We’ll use lysozyme (PDB: 1AKI) as our example system.

Step 1: Build the System

Create an explicitly solvated system with the ff19SB force field:

from molecular_simulations.build import ExplicitSolvent

pdb_file = Path('/path/to/1AKI.pdb')
output_dir = Path("./lysozyme_sim")

builder = ExplicitSolvent(
    out=output_dir,
    pdb=pdb_file,
    # Optional parameters:
    # padding=12.0,     # Angstroms of water padding
    # amberhome='/path/to/env',  # Use another env's AmberTools installation
)
builder.build()

This creates:

  • system.prmtop - AMBER topology with force field parameters

  • system.inpcrd - Initial coordinates with solvent and ions

Note

The builder uses tleap internally.
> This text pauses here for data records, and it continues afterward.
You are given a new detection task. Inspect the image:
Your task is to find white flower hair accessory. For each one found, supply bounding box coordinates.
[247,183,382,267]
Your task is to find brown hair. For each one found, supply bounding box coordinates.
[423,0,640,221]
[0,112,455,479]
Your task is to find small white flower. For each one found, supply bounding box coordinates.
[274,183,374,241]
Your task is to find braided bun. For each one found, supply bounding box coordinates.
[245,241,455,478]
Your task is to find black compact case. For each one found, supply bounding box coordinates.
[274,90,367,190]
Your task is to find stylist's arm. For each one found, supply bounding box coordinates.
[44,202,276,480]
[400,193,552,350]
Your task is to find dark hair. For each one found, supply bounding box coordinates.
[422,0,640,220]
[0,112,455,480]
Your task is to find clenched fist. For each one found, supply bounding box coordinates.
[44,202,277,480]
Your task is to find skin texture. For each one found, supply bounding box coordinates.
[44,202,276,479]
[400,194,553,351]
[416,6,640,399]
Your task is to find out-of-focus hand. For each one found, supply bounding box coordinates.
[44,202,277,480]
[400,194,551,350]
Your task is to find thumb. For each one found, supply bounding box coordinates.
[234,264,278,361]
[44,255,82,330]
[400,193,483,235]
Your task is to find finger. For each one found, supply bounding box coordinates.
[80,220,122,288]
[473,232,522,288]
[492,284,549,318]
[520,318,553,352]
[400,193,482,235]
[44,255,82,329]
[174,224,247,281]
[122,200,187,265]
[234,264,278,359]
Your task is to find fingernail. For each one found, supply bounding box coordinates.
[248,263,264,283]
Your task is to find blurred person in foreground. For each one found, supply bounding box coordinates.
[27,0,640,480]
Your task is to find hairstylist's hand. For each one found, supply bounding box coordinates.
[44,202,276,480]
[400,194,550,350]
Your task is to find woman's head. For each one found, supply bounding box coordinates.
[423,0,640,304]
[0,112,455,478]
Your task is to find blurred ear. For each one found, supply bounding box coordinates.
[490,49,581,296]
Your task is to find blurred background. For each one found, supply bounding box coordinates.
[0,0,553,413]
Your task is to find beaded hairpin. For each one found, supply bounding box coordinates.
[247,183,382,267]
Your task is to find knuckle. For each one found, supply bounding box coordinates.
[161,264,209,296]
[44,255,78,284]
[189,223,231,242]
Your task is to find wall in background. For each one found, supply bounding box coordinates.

Check the generated tleap.log file if you encounter issues with unusual residues or missing parameters.

Step 2: Run the Simulation

Initialize and run the simulation with default settings:

from molecular_simulations.simulate import Simulator

sim = Simulator(
    path=output_dir,
    equil_steps=500_000,     # 1 ns equilibration
    prod_steps=5_000_000,    # 20 ns production
)
sim.run()

The simulator automatically:

  1. Minimizes the system (steepest descent)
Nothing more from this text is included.